第一卷 来年 26

  

我们都等待着来年

我们都挥霍着来年

来年

我们将会被埋藏

26

晚上十点多,对于严冬而言已经是一个不早的日子。寝室里只有我一个人坐在昏暗的台灯下看着村上春树的小说,在《天黑以后》里我看到了一幕幕的悲惨场面,这也正如我有人生一样,是悲惨的,应该充满着哭泣的气息。

窗外的空气异常的糟糕,有下雨的征兆。后街的无照音响店里不断的播放着陈慧娴的《飘雪》,为冰冷的空气镶上了一层银霜。

我开始担心起伟哥,因为到现在还不见他的人。平时他都是九点后决不离开寝室的,他怕黑,并且怕的要命,他说这与一次夜行时遇到过黑猫有关。这世道真是什么事都有。

我也开始一遍一遍的打他的手机,可听到的总是无人接听。我想到他也有到隔壁寝室看**的习惯,我抱着希望挨个的问了问,他们都说没看到,最后的一丝希望也这样被刺破。

看了看墙上的挂钟,分针已经指在了十一上,看来今夜伟哥是不会再回来了,我想他也许已经找好过夜的地方,我告诉自己不用再担心。然后便听到索索的脱衣声,那是我要睡了。

迷迷糊糊中,我听见有人开门,接着灯管发出了刺眼的白光,我的双眼开始疼痛。我转过身努力的看了看了,是糊涂,接着便是一副愁眉苦脸的样子。

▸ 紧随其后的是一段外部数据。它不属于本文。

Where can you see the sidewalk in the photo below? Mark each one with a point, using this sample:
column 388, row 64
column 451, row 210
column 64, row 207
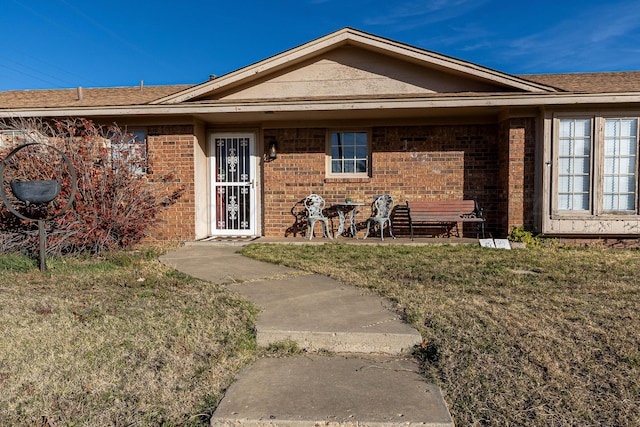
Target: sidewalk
column 366, row 380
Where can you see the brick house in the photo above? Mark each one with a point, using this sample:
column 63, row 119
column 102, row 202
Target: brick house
column 354, row 115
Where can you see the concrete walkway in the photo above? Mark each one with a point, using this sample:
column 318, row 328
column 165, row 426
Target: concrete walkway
column 357, row 371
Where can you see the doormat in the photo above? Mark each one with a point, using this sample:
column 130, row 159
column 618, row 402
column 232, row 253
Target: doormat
column 228, row 239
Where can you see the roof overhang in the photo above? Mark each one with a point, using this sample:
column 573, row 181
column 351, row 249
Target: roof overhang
column 383, row 106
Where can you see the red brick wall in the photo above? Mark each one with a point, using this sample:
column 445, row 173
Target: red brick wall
column 517, row 174
column 171, row 167
column 410, row 163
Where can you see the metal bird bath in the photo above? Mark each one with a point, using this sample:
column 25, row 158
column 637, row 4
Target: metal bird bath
column 37, row 192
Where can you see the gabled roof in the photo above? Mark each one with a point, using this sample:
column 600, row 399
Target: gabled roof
column 350, row 37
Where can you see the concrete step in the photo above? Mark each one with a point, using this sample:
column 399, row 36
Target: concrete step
column 332, row 391
column 322, row 314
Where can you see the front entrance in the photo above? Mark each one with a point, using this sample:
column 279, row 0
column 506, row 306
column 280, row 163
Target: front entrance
column 233, row 193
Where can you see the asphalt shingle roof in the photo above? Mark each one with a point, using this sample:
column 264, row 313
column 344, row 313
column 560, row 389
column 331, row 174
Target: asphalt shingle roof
column 91, row 97
column 606, row 82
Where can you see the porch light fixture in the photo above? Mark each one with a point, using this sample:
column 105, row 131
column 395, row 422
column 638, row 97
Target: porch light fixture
column 273, row 149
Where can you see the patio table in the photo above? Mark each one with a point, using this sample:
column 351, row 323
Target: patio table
column 344, row 208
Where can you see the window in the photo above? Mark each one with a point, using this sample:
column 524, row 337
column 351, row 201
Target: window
column 131, row 148
column 596, row 170
column 12, row 138
column 620, row 143
column 574, row 159
column 349, row 153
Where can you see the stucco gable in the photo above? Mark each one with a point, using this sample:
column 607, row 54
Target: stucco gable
column 350, row 63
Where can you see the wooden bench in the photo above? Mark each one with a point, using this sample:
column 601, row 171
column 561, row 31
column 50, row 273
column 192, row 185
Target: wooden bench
column 443, row 216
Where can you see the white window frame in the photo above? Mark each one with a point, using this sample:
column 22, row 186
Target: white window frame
column 330, row 159
column 596, row 168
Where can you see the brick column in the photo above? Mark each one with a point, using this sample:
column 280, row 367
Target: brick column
column 517, row 153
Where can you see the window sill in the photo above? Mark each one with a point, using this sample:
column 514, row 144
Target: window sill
column 341, row 179
column 603, row 216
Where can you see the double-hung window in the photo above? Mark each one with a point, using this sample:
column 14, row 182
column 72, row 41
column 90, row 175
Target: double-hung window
column 574, row 164
column 597, row 168
column 349, row 153
column 620, row 147
column 130, row 148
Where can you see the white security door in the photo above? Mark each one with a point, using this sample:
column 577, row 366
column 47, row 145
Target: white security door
column 233, row 198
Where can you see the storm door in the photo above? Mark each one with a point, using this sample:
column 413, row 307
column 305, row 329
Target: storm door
column 233, row 198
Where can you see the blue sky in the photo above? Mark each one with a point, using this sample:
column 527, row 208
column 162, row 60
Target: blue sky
column 90, row 43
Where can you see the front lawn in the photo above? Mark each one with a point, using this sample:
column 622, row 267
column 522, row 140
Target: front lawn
column 118, row 341
column 547, row 336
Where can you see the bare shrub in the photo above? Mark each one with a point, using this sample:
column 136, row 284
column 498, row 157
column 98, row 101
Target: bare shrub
column 114, row 206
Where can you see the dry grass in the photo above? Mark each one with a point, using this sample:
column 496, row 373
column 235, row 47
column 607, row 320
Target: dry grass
column 120, row 341
column 529, row 337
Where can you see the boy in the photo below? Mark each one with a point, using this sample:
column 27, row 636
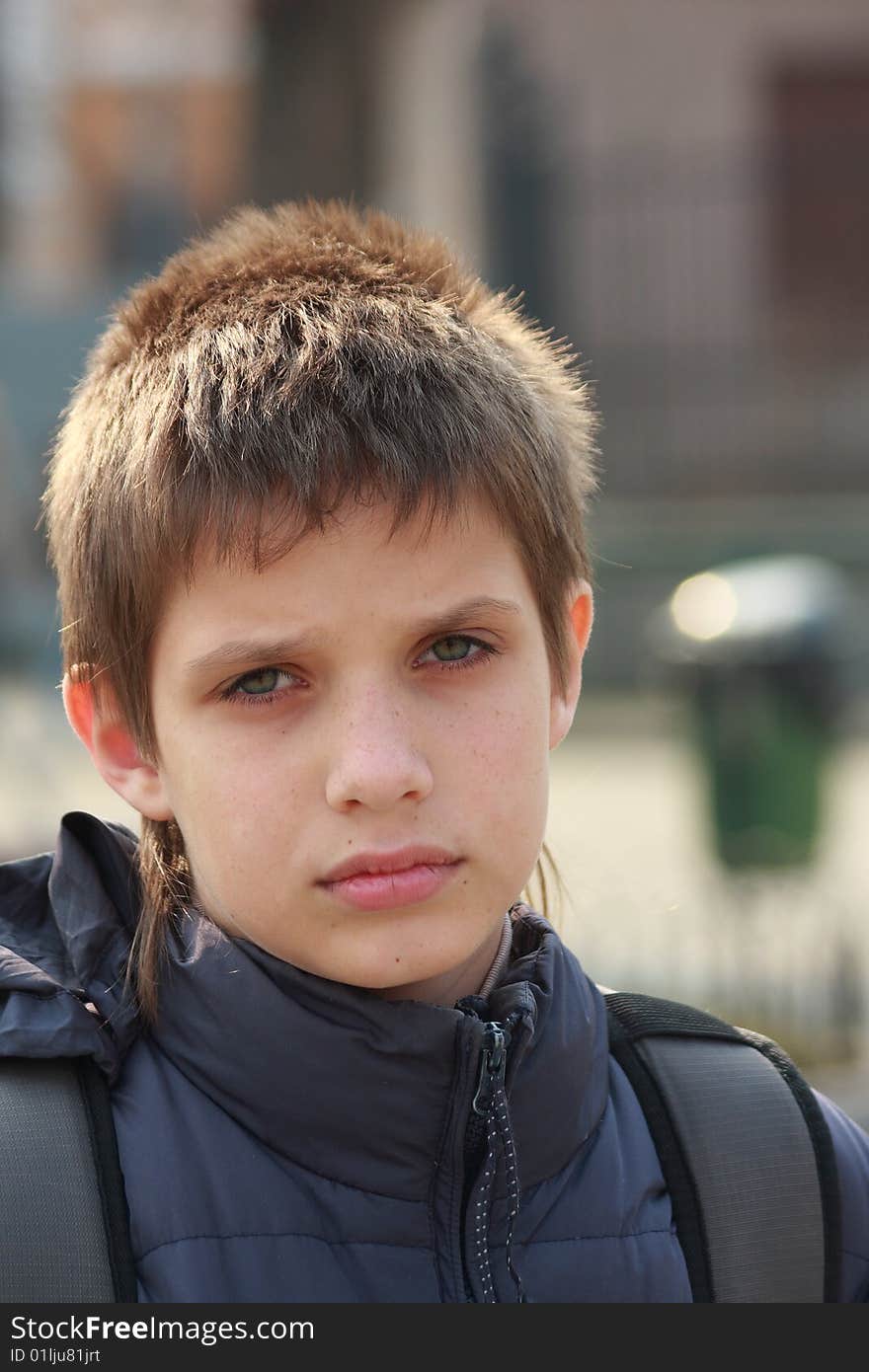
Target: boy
column 316, row 512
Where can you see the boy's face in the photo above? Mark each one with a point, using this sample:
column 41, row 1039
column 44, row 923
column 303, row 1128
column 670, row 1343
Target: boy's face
column 344, row 703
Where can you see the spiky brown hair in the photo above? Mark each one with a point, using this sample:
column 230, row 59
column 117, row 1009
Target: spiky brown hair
column 290, row 359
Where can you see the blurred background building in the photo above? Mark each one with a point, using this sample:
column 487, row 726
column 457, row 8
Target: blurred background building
column 679, row 187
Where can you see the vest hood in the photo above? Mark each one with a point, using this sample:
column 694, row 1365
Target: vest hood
column 291, row 1056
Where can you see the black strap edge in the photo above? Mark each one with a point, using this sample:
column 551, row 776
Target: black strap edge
column 643, row 1017
column 824, row 1153
column 110, row 1179
column 684, row 1199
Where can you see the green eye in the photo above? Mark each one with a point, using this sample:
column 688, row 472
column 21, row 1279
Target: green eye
column 456, row 645
column 260, row 683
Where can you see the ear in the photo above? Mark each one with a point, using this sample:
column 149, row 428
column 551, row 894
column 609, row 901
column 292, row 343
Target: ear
column 581, row 615
column 112, row 745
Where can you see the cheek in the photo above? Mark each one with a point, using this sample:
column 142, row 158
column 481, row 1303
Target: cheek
column 232, row 799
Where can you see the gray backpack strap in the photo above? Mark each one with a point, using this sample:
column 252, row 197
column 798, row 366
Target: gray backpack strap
column 62, row 1203
column 745, row 1150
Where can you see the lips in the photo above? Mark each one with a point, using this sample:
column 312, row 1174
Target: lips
column 398, row 859
column 384, row 881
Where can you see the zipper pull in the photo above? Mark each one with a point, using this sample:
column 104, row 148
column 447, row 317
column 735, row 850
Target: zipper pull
column 493, row 1061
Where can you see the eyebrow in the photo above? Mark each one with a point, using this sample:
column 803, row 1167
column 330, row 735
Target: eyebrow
column 240, row 650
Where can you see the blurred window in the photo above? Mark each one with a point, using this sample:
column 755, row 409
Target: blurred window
column 820, row 211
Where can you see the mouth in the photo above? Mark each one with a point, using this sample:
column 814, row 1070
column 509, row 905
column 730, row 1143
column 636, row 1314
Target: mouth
column 389, row 889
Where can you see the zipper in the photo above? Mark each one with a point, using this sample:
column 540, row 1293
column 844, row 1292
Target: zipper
column 490, row 1076
column 493, row 1061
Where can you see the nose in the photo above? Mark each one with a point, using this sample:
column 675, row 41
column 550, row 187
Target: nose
column 375, row 762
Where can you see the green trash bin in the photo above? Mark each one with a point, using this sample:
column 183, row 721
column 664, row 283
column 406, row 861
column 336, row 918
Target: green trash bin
column 759, row 645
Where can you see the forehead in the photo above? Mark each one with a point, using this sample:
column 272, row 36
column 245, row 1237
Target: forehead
column 359, row 563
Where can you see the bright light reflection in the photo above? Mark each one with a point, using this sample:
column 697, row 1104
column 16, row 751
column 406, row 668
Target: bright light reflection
column 704, row 607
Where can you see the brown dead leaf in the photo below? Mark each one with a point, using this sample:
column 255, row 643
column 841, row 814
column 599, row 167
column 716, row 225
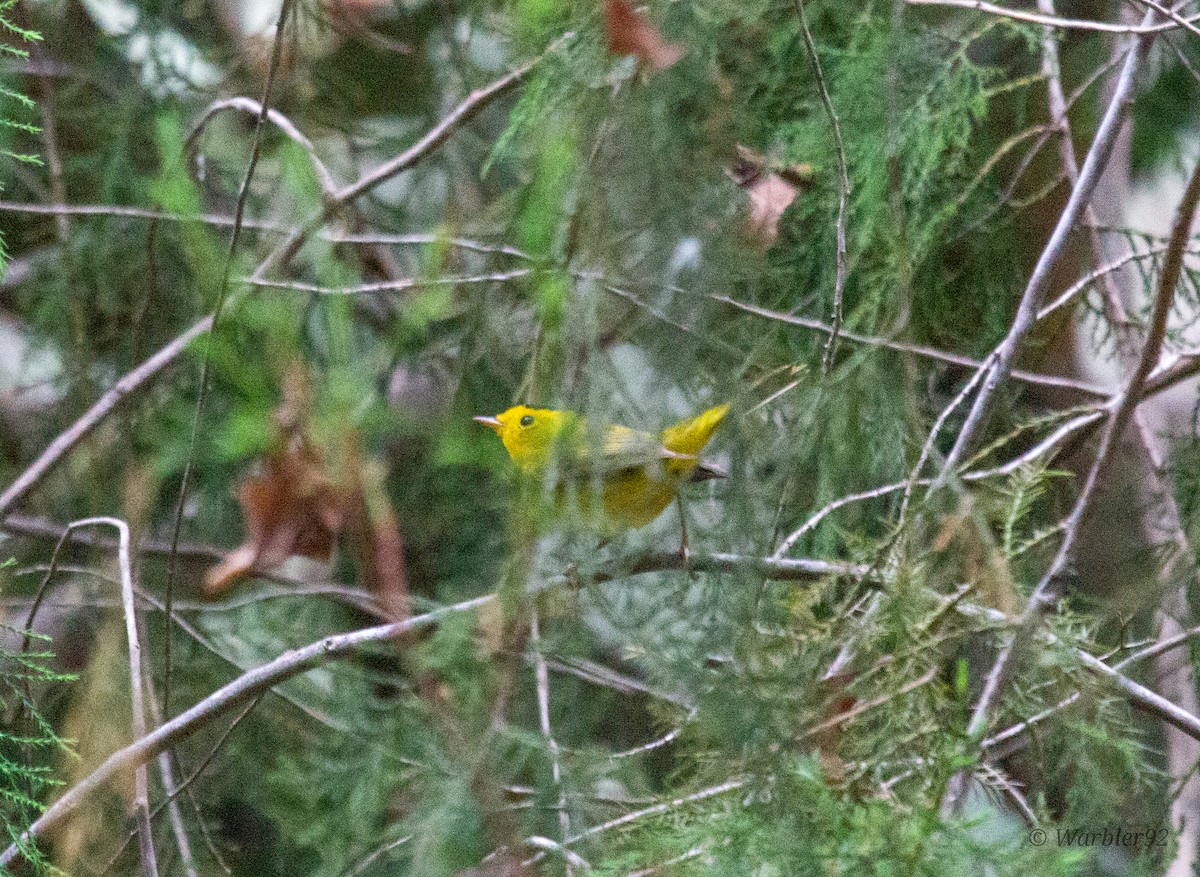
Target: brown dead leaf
column 828, row 737
column 291, row 509
column 503, row 864
column 628, row 32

他好像已经看到我还睁着眼,高声的说“你丫还有心睡,伟哥都被抓了你知不知道?”我一怔,一头坐了起来“什么,你说什么?伟哥被抓了?”我的脑子嗡嗡作响,我也不知道我为什么有如此大的反应。糊涂点点头。“为什么,到底是怎么了?”我问。“他好像去玩女人了。”他蔫蔫的说。“玩女人?这小子怎么会这样?”“事都已经发生了,现在说什么也没有用。”他说。我带着鄙视的眼光看了他一眼说“那该怎么办?”“我也不知道,也不知结果会怎样。”“那他说什么没有?”我问。“对了,你不说我差点忘了,他说他父亲明天要打电话过来,让你告诉他父亲,就说他去写生。”“写生,亏他想的出来。”

也是,快一个月了,他父亲的电话也该来了。他曾说过,他们镇上这些年来就出了他这一个大学生,出门在外家里人异常担心,在他父母经过一通商议后,便决定每个月通一次电话,以便随时了解情况。开始是伟哥打回去,后来觉得烦了,换成了他父亲每个月打过来。

其实,生活中,我们无时无刻不在经历着感动,可人心像冰,是那样的凉,冒着萧杀的寒气。

看来今晚寝室里就我和糊涂了,还有两个也不知道要窝居在哪里过夜,这年头的年青人呀……!

醒来时糊涂已经不知什么时候走了,不足为奇,他一向都是这样,比工地上的民工起的还要早。

我决定到警局了解一下伟哥的情况,看有什么帮得上的。我清楚他父亲的电话一般是在中午光顾,我也思量着在电话来之前得赶回来。

我打车到了警局,还没有上班,只有炊事房里冒着青烟。他们也是一些睡得比鸡早,起的比猪晚的人。我在警局前转悠了好几圈,一只面目可蹭的狼狗向我汪个不停,我连忙躲在了隐蔽处。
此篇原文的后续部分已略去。